The basic idea is to express the function of A that you want to trace over (in this case log) as an expansion in Chebyshev polynomials P_n(x), which end up giving you the sum you want in terms of psi'*P_n(A)*psi, where psi is a random vector. These methods are crazy efficient for very large sparse matrices.

Probably for 400x400 dense matrices this doesn’t make much sense though.


@pablosanjose @Elrod Thank you, I just tried vmapreduce() and it helps in this calculation, it seems awesome. As you mentioned earlier, it makes a tiny difference compared to the eigvals!(Hermitian(A)). Do you know if it is possible to improve this eigvals-computation?
I forgot to mention the matrices are dense, otherwise I would try out the O(N) spectral method you mentioned above. Thanks alot for the suggestion.

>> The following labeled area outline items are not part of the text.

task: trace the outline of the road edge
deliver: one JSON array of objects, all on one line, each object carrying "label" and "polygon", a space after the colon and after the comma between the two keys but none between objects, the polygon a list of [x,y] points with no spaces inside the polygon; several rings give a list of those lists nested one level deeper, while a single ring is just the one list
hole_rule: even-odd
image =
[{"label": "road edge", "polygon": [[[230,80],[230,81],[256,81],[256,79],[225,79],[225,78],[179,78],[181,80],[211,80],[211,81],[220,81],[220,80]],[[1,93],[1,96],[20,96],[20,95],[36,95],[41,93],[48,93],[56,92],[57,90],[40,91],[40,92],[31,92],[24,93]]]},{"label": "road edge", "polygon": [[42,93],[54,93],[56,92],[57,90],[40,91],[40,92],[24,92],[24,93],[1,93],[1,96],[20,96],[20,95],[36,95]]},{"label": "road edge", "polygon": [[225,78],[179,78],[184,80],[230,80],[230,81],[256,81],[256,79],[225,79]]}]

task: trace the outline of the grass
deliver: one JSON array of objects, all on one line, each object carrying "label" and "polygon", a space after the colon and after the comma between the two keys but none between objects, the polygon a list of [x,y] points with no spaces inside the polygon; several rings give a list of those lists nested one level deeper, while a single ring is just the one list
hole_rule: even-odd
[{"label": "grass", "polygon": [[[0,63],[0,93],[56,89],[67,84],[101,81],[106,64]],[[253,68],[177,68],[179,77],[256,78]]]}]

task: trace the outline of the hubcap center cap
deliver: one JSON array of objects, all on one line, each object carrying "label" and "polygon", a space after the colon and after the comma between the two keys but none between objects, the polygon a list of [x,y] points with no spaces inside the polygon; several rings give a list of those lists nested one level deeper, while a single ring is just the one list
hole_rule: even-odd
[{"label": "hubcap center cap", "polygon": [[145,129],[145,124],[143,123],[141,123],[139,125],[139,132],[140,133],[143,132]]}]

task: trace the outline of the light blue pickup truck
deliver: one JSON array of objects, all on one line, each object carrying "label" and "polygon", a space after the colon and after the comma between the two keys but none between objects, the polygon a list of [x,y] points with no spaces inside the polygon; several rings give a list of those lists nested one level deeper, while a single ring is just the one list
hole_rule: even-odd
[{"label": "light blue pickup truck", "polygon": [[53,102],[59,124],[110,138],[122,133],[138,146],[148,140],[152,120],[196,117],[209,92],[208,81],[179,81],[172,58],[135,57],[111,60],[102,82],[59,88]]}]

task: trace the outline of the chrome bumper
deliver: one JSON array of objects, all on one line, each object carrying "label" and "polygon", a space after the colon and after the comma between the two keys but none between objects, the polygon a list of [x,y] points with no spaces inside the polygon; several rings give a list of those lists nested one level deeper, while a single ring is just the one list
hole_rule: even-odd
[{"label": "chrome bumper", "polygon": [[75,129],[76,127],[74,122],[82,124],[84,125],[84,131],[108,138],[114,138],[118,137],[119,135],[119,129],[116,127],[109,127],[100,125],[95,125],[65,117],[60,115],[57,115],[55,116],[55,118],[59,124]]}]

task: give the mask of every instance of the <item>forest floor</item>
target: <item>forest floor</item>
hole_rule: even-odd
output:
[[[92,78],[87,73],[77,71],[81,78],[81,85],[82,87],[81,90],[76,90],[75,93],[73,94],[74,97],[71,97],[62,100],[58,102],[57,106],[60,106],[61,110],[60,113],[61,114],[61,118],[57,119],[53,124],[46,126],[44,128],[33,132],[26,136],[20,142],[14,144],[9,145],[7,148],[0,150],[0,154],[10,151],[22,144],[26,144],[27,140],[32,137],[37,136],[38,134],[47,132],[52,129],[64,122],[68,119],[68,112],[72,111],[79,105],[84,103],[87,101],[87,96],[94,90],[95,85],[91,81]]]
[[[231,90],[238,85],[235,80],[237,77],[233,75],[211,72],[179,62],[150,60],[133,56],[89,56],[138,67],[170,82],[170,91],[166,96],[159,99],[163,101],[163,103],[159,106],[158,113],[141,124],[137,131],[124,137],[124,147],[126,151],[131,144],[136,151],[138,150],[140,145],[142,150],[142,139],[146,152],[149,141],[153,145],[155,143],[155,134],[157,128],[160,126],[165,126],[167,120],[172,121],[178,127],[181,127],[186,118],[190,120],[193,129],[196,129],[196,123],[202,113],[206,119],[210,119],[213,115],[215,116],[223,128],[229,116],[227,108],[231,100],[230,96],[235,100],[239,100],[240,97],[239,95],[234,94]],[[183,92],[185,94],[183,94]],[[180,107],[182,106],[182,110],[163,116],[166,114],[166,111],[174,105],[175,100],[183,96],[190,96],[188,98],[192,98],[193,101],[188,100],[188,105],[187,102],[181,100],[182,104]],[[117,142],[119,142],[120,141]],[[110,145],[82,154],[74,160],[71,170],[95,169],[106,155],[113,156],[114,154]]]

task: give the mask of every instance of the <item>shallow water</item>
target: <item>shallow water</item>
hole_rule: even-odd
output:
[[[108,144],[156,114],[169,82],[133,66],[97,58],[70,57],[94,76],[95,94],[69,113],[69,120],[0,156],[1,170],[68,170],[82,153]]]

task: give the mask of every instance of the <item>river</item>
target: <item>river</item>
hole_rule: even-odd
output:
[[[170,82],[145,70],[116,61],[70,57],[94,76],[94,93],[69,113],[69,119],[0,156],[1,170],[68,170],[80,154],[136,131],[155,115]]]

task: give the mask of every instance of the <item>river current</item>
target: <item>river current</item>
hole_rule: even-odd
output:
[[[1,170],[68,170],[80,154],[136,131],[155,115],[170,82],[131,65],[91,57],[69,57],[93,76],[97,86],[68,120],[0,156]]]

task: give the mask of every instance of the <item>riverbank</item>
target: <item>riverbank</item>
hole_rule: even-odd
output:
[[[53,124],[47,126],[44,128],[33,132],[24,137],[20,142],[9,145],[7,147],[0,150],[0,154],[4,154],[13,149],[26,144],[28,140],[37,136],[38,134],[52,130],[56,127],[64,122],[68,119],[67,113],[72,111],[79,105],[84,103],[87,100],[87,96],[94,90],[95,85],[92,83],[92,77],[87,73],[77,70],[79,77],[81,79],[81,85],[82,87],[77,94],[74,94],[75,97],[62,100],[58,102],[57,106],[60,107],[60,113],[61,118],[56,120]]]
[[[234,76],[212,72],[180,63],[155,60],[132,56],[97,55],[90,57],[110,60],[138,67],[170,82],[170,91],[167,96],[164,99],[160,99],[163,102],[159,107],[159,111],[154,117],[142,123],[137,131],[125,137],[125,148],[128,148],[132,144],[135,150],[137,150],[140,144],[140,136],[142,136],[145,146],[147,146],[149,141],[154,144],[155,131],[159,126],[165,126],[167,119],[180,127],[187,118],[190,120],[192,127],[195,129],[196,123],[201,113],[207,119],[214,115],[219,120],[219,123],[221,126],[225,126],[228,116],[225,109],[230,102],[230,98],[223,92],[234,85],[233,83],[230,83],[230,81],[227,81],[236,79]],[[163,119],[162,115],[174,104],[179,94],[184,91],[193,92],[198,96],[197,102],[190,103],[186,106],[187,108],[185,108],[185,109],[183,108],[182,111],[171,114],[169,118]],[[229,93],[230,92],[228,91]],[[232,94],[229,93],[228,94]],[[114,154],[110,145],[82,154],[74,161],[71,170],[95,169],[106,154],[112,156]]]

If you have an Intel or even an AMD CPU, using MKL should help.

Note that this is the same thing as the log-determinant logdet(A), which is much faster than computing eigenvalues. Since it seems like you know that your matrix A is positive definite (as otherwise log(λ) will throw an error), you can often do even better still by using logdet(cholesky(Symmetric(A))):

julia> using LinearAlgebra, BenchmarkTools

julia> BLAS.set_num_threads(1) # just a single core for benchmarking

julia> A = randn(1000,1000); A = A'A; # random SPD matrix;

julia> @btime sum(log, eigvals(Symmetric($A)))
  68.893 ms (11 allocations: 7.99 MiB)

julia> @btime logdet($A)
  18.700 ms (3 allocations: 7.64 MiB)

julia> @btime logdet(cholesky(Symmetric($A)))
  11.704 ms (2 allocations: 7.63 MiB)

The log-determinant is a useful function with lots of beautiful properties!